Hi everyone,
*Tim Roberts* over at the osr.com forum has been very kind in answering
my audio driver questions over the last few months. Recently, he
referred me to this mailing list where "/all the cool audio driver kids,
including several very helpful members of the Microsoft audio team, hang
out/".
My goal is to play networked voice data (in our app) to a virtual render
endpoint, and have it 'loop-back' to a virtual capture endpoint that
3rd-party chat apps like Skype, Zoom, etc. can consume.

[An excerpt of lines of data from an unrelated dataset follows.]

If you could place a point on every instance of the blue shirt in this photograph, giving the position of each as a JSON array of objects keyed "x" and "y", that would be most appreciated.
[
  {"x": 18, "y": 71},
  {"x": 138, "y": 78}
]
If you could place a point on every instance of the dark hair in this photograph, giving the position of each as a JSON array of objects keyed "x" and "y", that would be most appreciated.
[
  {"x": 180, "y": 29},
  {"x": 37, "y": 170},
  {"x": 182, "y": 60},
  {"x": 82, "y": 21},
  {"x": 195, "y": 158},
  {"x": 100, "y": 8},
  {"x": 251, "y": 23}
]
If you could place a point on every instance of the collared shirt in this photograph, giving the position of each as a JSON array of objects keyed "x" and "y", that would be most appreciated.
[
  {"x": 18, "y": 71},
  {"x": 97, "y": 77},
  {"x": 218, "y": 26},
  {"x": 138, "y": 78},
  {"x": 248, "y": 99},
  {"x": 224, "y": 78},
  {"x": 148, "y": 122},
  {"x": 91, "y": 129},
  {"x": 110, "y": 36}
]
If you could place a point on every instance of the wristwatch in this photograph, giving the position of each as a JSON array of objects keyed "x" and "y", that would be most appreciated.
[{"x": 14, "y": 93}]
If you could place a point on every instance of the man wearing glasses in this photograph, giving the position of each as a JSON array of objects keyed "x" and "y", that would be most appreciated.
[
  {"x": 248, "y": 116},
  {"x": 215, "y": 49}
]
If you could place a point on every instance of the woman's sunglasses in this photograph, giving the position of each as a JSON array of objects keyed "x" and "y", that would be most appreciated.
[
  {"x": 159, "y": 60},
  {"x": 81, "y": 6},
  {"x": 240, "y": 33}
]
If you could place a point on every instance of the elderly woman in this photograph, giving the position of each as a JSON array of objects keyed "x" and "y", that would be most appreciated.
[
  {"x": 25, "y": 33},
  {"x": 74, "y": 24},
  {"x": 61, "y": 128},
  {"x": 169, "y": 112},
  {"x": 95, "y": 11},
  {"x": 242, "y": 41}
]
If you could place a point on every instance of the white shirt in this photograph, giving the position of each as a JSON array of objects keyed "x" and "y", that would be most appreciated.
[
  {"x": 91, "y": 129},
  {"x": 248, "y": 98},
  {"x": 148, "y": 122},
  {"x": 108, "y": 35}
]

My audio driver prototype is based on SYSVAD/WaveRT. Besides being newer
and recommended in the docs, WaveRT handles more of the copying data
to/from the DMA buffers. My hope was that I could write less code and
have a more stable driver.
What's needed is just a straight-through audio pipe, so I tried using a
single, common buffer for render & capture streams; keeping the
respective PlayPositions in sync. For this to have a hope of working,
both render and capture streams would have to be identical in terms of
format (e.g. channels, frames/sec). Alas, when I tested, each stream had
significant differences in their PCM format (channels, frame rate). I'm
still testing to see if I can limit/coerce both endpoints to the same
format: a single channel at some arbitrary 'good enough' frame rate, but
this approach is starting to look uncomfortably fragile.
My second prototype is based upon MSVAD/WaveCyclic. With WaveCyclic, I
implement the DMA buffer copying logic, so I can do whatever data
conversion is required. I'm aware of a few other 'virtual audio driver'
projects on Github with similar goals; all based upon WaveCyclic.
I wanted to see how they dealt with the data format conversion issue,
but when I look at their CopyTo and CopyFrom implementations, *I don't
see them dealing with conversion at all*. There doesn't appear to be any
code (e.g. in DataRangeIntersection) that limits streams to a specific
number of channels or frame-rate.
Can anyone shed light on this?
I'm sure my expectations must be off somehow, but it seems to me that
some kind of conversion *must* be required when copying data between
streams of sufficiently different format...